Risk-averse physicians are justifiably concerned with documentation and patient confidentiality. In each of these areas, e-mail represents new challenges. Patients expect alternate routes of communication with physicians and other segments of the health care industry. They also expect providers to be aware of the latest health care information available on the Internet. They expect rapid response times to questions and concerns. Winning providers will recognize these demands and respond accordingly.

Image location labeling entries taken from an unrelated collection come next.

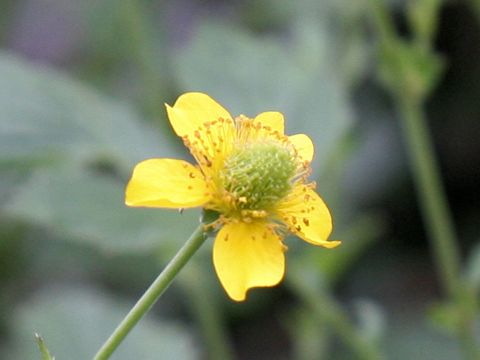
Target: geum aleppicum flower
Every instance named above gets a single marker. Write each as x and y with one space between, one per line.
252 175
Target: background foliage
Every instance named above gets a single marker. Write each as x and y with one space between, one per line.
82 87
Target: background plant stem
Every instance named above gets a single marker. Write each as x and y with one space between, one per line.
430 191
152 294
438 219
209 319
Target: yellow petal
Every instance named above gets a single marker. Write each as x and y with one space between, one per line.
248 255
304 146
273 120
307 216
166 183
205 126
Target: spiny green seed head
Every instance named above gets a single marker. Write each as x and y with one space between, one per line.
259 175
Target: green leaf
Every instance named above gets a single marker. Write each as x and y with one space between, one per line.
77 321
49 117
249 75
88 208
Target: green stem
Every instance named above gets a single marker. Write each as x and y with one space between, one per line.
430 191
437 218
152 294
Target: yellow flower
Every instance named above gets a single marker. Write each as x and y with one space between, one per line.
249 172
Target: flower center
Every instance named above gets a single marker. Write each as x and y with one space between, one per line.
257 175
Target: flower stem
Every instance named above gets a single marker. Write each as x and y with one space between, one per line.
152 294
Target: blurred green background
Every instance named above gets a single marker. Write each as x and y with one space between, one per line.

Consumerism: The market always wins

Health care has, for many years, been in denial about its status as a service industry. It has been much more of a technology industry with highly erratic levels of customer service. Health care must evolve into a true service industry.

Whether we like it or not, patients are becoming militant consumers. They are likely to be even more demanding in the future. Aging baby boomers want everything and they want it now. Regina Herzlinger elegantly captures the paradox of our traditional approach in her book, Market Driven Healthcare (New York: Perseus Books; 1997): “An industry that labels its consumers ‘patients’ is clearly off to a bad start in factoring convenience as a prime attribute of its services.”

Consumerism poses a significant adaptive challenge for health care providers. However, the trend also carries with it a silver lining of opportunity for family physicians. With increasing patient access and share-of-cost, health care is becoming a “balanced” consumer model, in which end users bear significant accountability for the cost of purchased goods and services.

Under prepaid managed care, primary care physicians typically receive the capitation rate, regardless of their individual levels of service excellence. Under a balanced consumer model, family physicians have the opportunity to gain additional rewards for total patient satisfaction. As the balanced consumer model takes hold, patients will bear more and more costs and be increasingly responsible for defining health care value. This consolidated power should eventually translate into additional physician compensation for responsiveness, access, empathy and communication — special attributes in which family physicians take great pride.

The future is ours to make

Challenges remain ahead. As physicians, we want sustainable income, job satisfaction and security. We also want meaning from the practice of medicine. However, no one is going to create these circumstances for the physician community. Just as practice guarantees have run out in integrated delivery systems, there are no guarantees in this new environment.

We are entering the age of accountable consumerism. This trend offers new opportunities to achieve our goals. To capitalize on consumerism, we need to understand the environmental factors driving this trend. Beyond understanding, we must take more difficult steps.

Change management remains a critical tool for success. We also need to allocate resources carefully and continually push ourselves to “think out of the box.” We must focus on service excellence and align ourselves with networks that share this priority. Administrative performance standards, such as telephone response times, appointment wait times and turnaround times for reporting test results, must be of equal importance to clinical standards.

Most important, we must focus on the things that only we, as family physicians, can do to please our patients. We must remember that the future belongs to those who prepare for it.

Editor's note: A slightly different version of this article first appeared in California Family Physician, Autumn 1999, page 8. Adapted with permission from the California Academy of Family Physicians.